FRANCE. ISSOUDUN. Découverte d'une basilique chrétienne des premiers siècles. - M. Armand Péremet, en faisant une fouille au pied de la grosse tour d'Issoudun (Indre), sur laquelle il donne des détails fort curieux, a découvert, enfoui sous terre, et presque dans son entier, un édifice qui, comme les cités d'Herculanum et de Pompéi, s'est conservé, par la destruction même, dans toute la pureté de son origine, et qu'il prétend appartenir au 4o ou 5o siècle de notre ère. Cet édifice constitue, selon lui, une de ces petites basiliques ou oratoires que les premiers chrétiens élevaient en l'honneur des saints et des martyrs, et qu'il démontre être le type des églises chrétiennes, accompagnée de la cellule, qui en était presque toujours l'appendice obligé, et dont Grégoire de Tours fait si souvent mention.

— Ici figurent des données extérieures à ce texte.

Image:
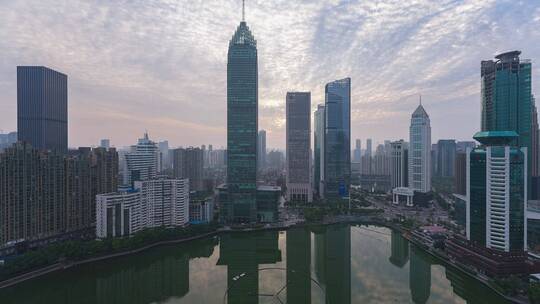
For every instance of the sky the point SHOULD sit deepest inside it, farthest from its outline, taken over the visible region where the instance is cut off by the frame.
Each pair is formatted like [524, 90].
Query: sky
[160, 65]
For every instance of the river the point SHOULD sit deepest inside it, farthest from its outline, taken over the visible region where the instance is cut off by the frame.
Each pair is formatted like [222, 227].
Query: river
[336, 264]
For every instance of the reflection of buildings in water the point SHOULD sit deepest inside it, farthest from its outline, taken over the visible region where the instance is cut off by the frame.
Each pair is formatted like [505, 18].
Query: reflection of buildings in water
[151, 277]
[470, 290]
[333, 262]
[298, 266]
[400, 250]
[242, 255]
[419, 276]
[319, 256]
[155, 282]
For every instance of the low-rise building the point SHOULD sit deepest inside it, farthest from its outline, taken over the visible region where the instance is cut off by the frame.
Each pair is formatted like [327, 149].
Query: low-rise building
[118, 214]
[201, 211]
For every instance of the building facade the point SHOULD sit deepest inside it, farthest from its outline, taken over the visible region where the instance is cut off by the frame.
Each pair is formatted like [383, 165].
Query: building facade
[298, 142]
[460, 173]
[507, 102]
[118, 214]
[497, 192]
[141, 162]
[357, 154]
[420, 151]
[188, 163]
[535, 142]
[337, 139]
[242, 127]
[164, 202]
[446, 157]
[318, 157]
[42, 112]
[261, 150]
[201, 211]
[8, 139]
[399, 164]
[51, 195]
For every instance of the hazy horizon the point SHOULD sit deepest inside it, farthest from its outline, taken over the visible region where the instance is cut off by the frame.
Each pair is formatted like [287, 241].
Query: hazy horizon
[161, 66]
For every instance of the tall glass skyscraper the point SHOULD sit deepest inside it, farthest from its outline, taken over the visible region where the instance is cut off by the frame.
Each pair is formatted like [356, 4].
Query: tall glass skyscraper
[42, 108]
[507, 103]
[496, 195]
[420, 151]
[242, 113]
[318, 142]
[298, 147]
[337, 139]
[261, 150]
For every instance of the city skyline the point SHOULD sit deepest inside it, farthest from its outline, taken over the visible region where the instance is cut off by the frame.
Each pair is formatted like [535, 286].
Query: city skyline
[114, 85]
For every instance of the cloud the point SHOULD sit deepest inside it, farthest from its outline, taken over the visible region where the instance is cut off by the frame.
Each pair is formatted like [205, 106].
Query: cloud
[162, 64]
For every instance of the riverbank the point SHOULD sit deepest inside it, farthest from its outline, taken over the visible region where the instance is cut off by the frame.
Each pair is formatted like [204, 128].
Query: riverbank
[63, 265]
[352, 220]
[449, 263]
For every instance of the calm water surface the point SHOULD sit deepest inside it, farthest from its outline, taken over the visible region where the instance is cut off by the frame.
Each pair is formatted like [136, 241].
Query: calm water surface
[337, 264]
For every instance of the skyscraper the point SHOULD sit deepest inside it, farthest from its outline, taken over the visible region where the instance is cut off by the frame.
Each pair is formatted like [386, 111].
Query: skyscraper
[42, 108]
[318, 142]
[261, 150]
[337, 139]
[164, 202]
[105, 143]
[446, 157]
[298, 107]
[496, 192]
[420, 151]
[460, 173]
[141, 161]
[357, 157]
[188, 163]
[242, 127]
[535, 144]
[507, 103]
[399, 161]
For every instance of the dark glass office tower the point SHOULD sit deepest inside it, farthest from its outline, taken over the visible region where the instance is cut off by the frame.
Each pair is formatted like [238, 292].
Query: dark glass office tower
[337, 139]
[507, 103]
[242, 113]
[42, 107]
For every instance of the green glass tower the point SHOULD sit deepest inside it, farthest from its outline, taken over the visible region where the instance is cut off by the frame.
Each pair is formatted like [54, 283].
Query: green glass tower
[507, 103]
[242, 113]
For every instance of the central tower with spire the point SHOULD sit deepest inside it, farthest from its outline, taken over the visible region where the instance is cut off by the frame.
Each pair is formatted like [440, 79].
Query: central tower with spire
[240, 206]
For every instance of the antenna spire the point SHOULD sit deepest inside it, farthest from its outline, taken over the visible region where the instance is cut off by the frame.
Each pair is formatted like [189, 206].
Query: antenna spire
[243, 10]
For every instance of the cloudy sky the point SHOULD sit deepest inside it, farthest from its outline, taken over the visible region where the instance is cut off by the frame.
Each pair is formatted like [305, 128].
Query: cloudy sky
[161, 65]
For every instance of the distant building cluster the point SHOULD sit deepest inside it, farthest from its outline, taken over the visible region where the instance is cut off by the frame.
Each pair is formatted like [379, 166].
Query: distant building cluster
[50, 192]
[161, 202]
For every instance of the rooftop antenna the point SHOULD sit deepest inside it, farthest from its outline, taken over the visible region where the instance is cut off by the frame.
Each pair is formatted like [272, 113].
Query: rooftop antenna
[243, 10]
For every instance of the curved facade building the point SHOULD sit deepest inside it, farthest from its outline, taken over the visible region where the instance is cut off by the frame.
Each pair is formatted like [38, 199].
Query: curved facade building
[242, 128]
[337, 139]
[420, 151]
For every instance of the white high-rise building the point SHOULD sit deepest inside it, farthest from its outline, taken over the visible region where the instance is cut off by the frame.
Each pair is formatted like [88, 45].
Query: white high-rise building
[399, 154]
[141, 162]
[164, 202]
[420, 151]
[118, 214]
[153, 203]
[298, 106]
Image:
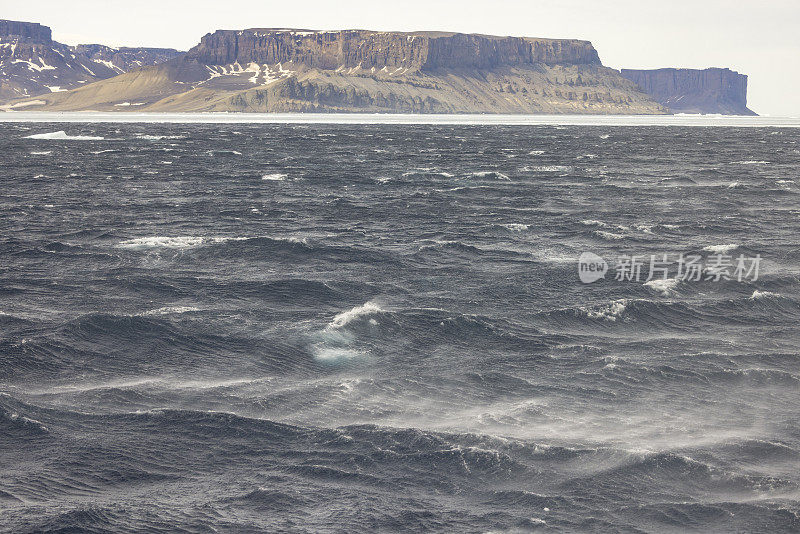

M. Armand Péremet est parti de cette découverte comme base pour se livrer à des études qui l'ont mis à même d'entreprendre l'Histoire des temples chrétiens primitifs. Tout fait espérer qu'il saura réparer cette lacune de la science archéologique.

AMÉRIQUE.

ÉTAT DE KENTUCHY. Description de la caverne du Mammouth. -La caverne du Mammouth, ou grande grotte américaine, est un immense souterrain dans la prairie sud de l'Etat de Kentuchy. La description qui suit est due à la plume d'un gentleman très instruit et digne de la plus haute considération, qui est demeuré tout récemment quelque tems sur les lieux.

La caverne a été explorée, suivant l'estimation du guide, sur une étendue de quatorze milles (22 kilomètres 172, 5 lieues 172) en ligne droite. Cette limite des explorations aboutit à une entrée au-delà des montagnes rocheuses. Jusqu'où peuvent-elles s'etendre encore, on l'ignore.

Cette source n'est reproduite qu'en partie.